Citing sources familiar with the matter, CNBC on Wednesday reported Apple's small biomedical engineering group is part of a "super secret" initiative, first imagined by late cofounder Steve Jobs, to create a noninvasive glucose monitoring solution. The company has been working on the project for at least five years, the report said.

Tracking blood sugar levels without drawing blood is a difficult feat, and many large corporations have attempted to create similar systems without success.

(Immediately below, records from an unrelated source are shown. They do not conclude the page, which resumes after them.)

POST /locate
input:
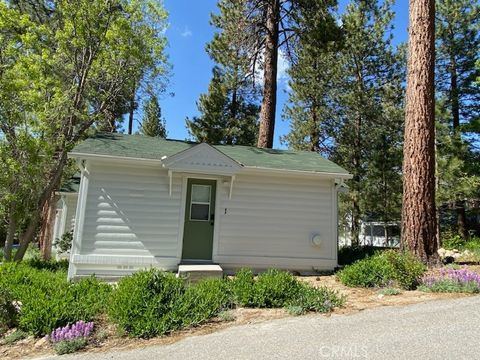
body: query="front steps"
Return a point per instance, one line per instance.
(197, 272)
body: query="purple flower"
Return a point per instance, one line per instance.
(78, 330)
(460, 276)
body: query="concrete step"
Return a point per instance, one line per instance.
(196, 272)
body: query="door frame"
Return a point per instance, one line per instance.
(183, 199)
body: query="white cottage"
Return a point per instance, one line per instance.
(146, 202)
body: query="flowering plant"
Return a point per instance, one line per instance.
(71, 338)
(452, 280)
(80, 329)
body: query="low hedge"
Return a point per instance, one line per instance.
(387, 268)
(47, 301)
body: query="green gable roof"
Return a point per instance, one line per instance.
(144, 147)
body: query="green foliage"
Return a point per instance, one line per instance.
(63, 75)
(64, 244)
(390, 291)
(451, 286)
(152, 303)
(142, 303)
(13, 337)
(8, 312)
(275, 288)
(349, 254)
(70, 346)
(347, 103)
(201, 302)
(152, 123)
(384, 269)
(228, 116)
(48, 301)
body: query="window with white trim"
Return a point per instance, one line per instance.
(200, 202)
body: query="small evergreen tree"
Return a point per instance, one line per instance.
(152, 123)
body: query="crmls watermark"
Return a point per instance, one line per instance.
(349, 351)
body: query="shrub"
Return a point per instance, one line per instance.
(201, 302)
(384, 269)
(320, 299)
(349, 254)
(142, 303)
(14, 337)
(452, 280)
(390, 291)
(70, 346)
(243, 286)
(48, 301)
(8, 311)
(275, 288)
(64, 244)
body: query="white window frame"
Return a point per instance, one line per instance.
(209, 203)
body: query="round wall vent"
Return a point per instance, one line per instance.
(316, 240)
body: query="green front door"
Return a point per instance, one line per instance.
(199, 220)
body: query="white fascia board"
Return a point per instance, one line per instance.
(325, 175)
(85, 156)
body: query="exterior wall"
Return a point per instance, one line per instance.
(129, 221)
(270, 220)
(65, 216)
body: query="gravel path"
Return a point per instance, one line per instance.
(445, 329)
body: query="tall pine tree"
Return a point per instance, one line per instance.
(153, 124)
(356, 117)
(457, 44)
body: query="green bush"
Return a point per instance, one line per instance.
(320, 299)
(349, 254)
(13, 337)
(384, 269)
(201, 302)
(48, 301)
(142, 303)
(243, 286)
(275, 288)
(8, 312)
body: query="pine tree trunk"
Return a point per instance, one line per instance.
(418, 210)
(461, 218)
(46, 229)
(12, 227)
(314, 132)
(269, 102)
(130, 114)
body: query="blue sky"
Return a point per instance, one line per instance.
(188, 33)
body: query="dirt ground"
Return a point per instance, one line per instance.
(107, 338)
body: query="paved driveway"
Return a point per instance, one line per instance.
(446, 329)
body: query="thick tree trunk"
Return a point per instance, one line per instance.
(269, 102)
(314, 131)
(46, 229)
(356, 213)
(461, 218)
(32, 227)
(12, 227)
(130, 114)
(418, 210)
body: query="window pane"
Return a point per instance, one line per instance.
(199, 212)
(201, 193)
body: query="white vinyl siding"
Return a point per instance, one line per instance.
(129, 212)
(272, 218)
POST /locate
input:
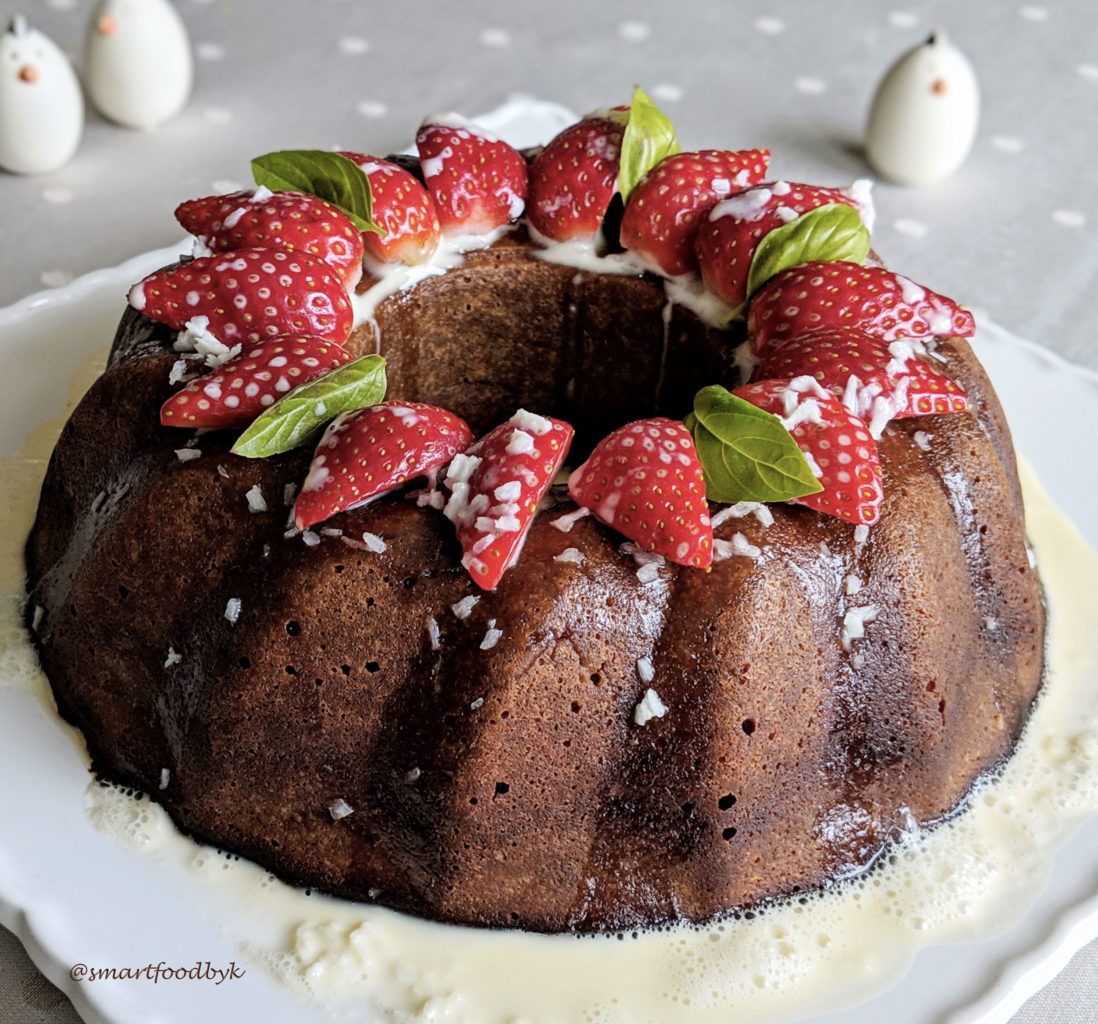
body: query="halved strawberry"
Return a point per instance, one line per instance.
(249, 295)
(876, 381)
(370, 451)
(836, 442)
(645, 481)
(838, 293)
(727, 239)
(401, 206)
(664, 211)
(574, 178)
(243, 386)
(478, 181)
(495, 487)
(265, 220)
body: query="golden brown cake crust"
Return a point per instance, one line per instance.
(508, 785)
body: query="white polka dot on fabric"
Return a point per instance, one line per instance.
(496, 37)
(668, 92)
(354, 45)
(910, 227)
(635, 31)
(770, 25)
(1070, 217)
(57, 194)
(372, 108)
(55, 278)
(210, 52)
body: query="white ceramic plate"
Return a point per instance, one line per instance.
(75, 897)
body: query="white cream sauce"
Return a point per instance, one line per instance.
(958, 882)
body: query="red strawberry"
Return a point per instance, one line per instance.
(242, 387)
(573, 180)
(828, 294)
(727, 240)
(478, 182)
(663, 213)
(249, 295)
(495, 487)
(402, 207)
(876, 381)
(265, 220)
(370, 451)
(837, 442)
(645, 481)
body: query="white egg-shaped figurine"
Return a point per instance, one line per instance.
(41, 103)
(923, 117)
(138, 68)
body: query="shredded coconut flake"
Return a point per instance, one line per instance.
(339, 808)
(650, 707)
(256, 501)
(854, 621)
(463, 607)
(492, 637)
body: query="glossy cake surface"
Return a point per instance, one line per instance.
(347, 707)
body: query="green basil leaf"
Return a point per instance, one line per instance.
(746, 452)
(833, 232)
(649, 136)
(329, 176)
(301, 414)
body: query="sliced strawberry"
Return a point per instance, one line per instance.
(401, 206)
(836, 441)
(265, 220)
(495, 487)
(664, 211)
(830, 294)
(370, 451)
(243, 386)
(478, 181)
(574, 178)
(249, 295)
(727, 240)
(645, 481)
(876, 381)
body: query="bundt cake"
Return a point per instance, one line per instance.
(663, 553)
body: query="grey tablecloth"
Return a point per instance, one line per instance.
(1012, 233)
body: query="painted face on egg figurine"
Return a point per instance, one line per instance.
(923, 119)
(41, 103)
(138, 67)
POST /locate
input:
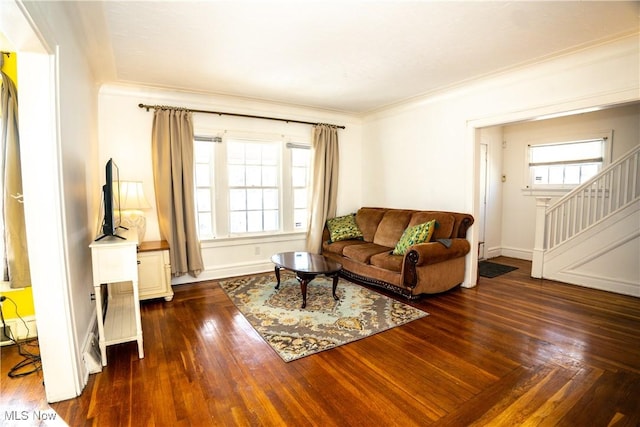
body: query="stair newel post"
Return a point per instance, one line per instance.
(542, 203)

If Apple is able to succeed where others have failed, it would not only be a boon for Apple Watch, but validate the company's recent interest in medical research.

The diabetes research team, stationed in an office building somewhere in Palo Alto, is said to be ready to conduct feasibility trials, a major step toward gaining necessary federal regulatory approvals. Apple could begin testing the process at clinical sites in and around the San Francisco Bay Area, according to the report.

While details are sparse, sources claim Apple's technology involves optical sensors capable of measuring indications of glucose in the blood stream through a user's skin. About 30 people were said to be part of the engineering team a year ago, though that number could have increased following acquisitions and recent hires from the biomedical field.

For example, Apple last June hired Dr. Rajiv Kumar, a pediatric specialist who formerly worked for Stanford Children's Health. Kumar was one of the first medical professionals to take advantage of Apple's HealthKit platform, facilitating a ResearchKit study on Type 1 diabetes monitoring. Though his previous work focused on diabetes, it is unclear if Kumar is part of Apple's glucose monitoring technology team.

Perhaps most closely aligned with today's report is a 2013 hiring spree that picked up former employees of defunct biotech company C8 MediSensors. Before going out of business, C8 specialized in non-invasive sensors capable of tracking substances in the body, including glucose.

Since the debut of HealthKit in 2014, Apple has increasingly focused on health and fitness products. A report last year suggests the company's interest in health sciences was sparked by a challenge from Jobs, who wanted to fix what he viewed as a disjointed healthcare system. Jobs believed technology could solve a data gap between patients and healthcare professionals, an idea that gave rise to HealthKit, ResearchKit and ultimately Apple Watch.